A judge has jurisdiction to consider the credibility of preliminary hearing witnesses only when as a matter of law the testimony is implausible or incredible. When there is a mere conflict in the testimony, a question of fact exists for the jury and the judge must draw the inferences favorable to the prosecution. A trial court commits reversible error when it resolved inferences arising from conflicting testimony in a preliminary hearing in the defendant's favor.

The preliminary hearing is a crucial stage of the prosecution; therefore, the defendant has the right to assistance of counsel. The defendant has the right to cross-examine the witnesses called to testify against him and the right to introduce evidence on his own behalf. The court may not curtail cross-examination of a witness on testimony that is vital to the issue of probable cause.

When an eyewitness is available in court during a preliminary hearing, and when the prosecution is relying almost completely on hearsay testimony, it may be an abuse of discretion to prohibit the defense from calling the witness. An indigent defendant has the right to a free transcript of the preliminary hearing before trial in order to prepare an effective defense. The defendant is entitled to limited discovery prior to the preliminary hearing. As a practical matter in Boulder, the prosecution provides all available discovery to the defendant.


At the conclusion of the hearing, the judge must either dismiss the charge or bind the charge over for trial. If the court does not find probable cause with respect to an offense charged, the court still may bind the case over for trial on any lesser included offenses supported by the evidence. An order denying dismissal of the charge after preliminary hearing is final and subject to review on appeal. Re-filing of a charge that has been dismissed after a preliminary hearing is permitted only after a judge holds a hearing and finds 1) additional evidence exists and 2) the prosecutor has good cause why the evidence was not presented at the prior preliminary hearing.

In cases charged by felony complaint, the preliminary hearing will be conducted in county court rather than district court. If the county court dismisses the complaint after holding a preliminary hearing, the prosecutor, with consent of the district court, may re-file the same charge in district court upon a direct information. The defendant then would be entitled to a new preliminary hearing in district court. Filing a direct information in district court is the exclusive remedy available to the prosecution when the county court has determined a charge after a preliminary hearing in county court.

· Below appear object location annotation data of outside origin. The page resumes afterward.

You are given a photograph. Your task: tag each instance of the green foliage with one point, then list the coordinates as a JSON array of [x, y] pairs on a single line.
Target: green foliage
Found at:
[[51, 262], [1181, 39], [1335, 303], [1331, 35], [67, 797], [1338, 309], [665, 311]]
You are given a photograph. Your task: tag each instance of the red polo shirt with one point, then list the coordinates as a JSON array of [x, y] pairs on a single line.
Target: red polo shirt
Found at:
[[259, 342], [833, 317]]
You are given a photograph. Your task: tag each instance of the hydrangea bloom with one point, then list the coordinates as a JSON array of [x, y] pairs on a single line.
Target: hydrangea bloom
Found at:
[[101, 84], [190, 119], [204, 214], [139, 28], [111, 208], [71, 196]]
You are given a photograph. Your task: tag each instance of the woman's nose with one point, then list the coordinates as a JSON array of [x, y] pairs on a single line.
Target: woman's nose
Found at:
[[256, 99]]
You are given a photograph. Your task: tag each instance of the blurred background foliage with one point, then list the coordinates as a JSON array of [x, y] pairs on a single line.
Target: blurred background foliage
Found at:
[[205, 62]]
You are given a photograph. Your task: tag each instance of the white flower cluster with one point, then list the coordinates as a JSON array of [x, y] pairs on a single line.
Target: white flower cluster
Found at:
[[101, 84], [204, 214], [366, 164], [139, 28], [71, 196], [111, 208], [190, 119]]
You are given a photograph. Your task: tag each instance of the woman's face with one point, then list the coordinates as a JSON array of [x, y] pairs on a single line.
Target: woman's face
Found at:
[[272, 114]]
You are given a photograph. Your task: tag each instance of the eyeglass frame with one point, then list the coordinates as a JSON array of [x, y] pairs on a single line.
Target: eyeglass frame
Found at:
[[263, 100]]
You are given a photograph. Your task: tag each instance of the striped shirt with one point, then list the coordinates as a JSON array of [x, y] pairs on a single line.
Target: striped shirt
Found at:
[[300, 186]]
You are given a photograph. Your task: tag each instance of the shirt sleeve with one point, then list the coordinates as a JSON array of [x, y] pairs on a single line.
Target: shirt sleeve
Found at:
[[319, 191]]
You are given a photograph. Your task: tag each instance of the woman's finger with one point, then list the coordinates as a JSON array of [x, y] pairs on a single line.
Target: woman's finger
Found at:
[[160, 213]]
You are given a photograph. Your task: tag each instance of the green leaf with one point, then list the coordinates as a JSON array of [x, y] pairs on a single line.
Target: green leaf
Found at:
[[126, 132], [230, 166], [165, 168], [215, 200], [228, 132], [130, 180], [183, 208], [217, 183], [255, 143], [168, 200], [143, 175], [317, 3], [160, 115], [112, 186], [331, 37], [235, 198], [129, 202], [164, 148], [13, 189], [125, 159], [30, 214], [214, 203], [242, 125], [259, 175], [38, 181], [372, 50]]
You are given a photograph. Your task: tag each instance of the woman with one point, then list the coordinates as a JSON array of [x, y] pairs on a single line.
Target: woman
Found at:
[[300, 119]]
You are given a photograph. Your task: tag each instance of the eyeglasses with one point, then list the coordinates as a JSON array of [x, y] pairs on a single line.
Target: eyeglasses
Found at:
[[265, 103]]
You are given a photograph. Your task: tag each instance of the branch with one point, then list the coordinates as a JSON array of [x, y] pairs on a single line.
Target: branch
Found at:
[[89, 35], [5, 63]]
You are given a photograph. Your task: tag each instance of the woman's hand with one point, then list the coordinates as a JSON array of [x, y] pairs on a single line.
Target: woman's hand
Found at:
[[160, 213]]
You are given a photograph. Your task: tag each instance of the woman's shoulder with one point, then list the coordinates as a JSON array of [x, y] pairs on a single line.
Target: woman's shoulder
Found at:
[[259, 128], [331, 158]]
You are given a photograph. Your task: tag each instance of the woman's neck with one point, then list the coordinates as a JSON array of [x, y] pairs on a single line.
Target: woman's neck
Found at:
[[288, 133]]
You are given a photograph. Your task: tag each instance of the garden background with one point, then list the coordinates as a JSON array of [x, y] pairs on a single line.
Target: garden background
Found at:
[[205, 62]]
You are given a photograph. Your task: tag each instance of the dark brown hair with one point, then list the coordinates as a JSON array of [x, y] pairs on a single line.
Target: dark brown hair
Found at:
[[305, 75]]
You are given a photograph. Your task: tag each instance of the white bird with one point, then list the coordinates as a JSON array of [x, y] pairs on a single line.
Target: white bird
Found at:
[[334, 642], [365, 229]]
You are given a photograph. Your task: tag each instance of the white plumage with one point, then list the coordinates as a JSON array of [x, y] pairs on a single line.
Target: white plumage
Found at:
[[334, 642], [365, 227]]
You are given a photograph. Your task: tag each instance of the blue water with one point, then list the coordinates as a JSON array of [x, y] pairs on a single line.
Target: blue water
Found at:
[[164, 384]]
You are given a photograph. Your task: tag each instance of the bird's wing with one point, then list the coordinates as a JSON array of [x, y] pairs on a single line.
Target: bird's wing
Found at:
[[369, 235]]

Re-filing in district court is not automatic, however. The prosecutor must obtain the permission of the district court. When seeking to re-file charges upon a direct information, there must be sufficient evidentiary disclosure made to the district court to determine if re-filing is warranted. The district court is required to balance the right of the district attorney to prosecute criminal cases against the needs to protect the accused from discrimination and oppression.

When the preliminary hearing is waived in reliance on a plea agreement, the court should enforce that agreement. However, if no agreement has been finalized, and the tentative agreement falls through, the waiver will likely be held valid.

If a case is bound over after a preliminary hearing, or if the preliminary hearing is waived, the case is set for arraignment. Arraignment is the hearing at which a plea is formally entered. In felony cases, arraignment takes place in district court. If a plea agreement has been reached it can be presented to the court at this time. If no agreement has been reached, the case will be set for trial.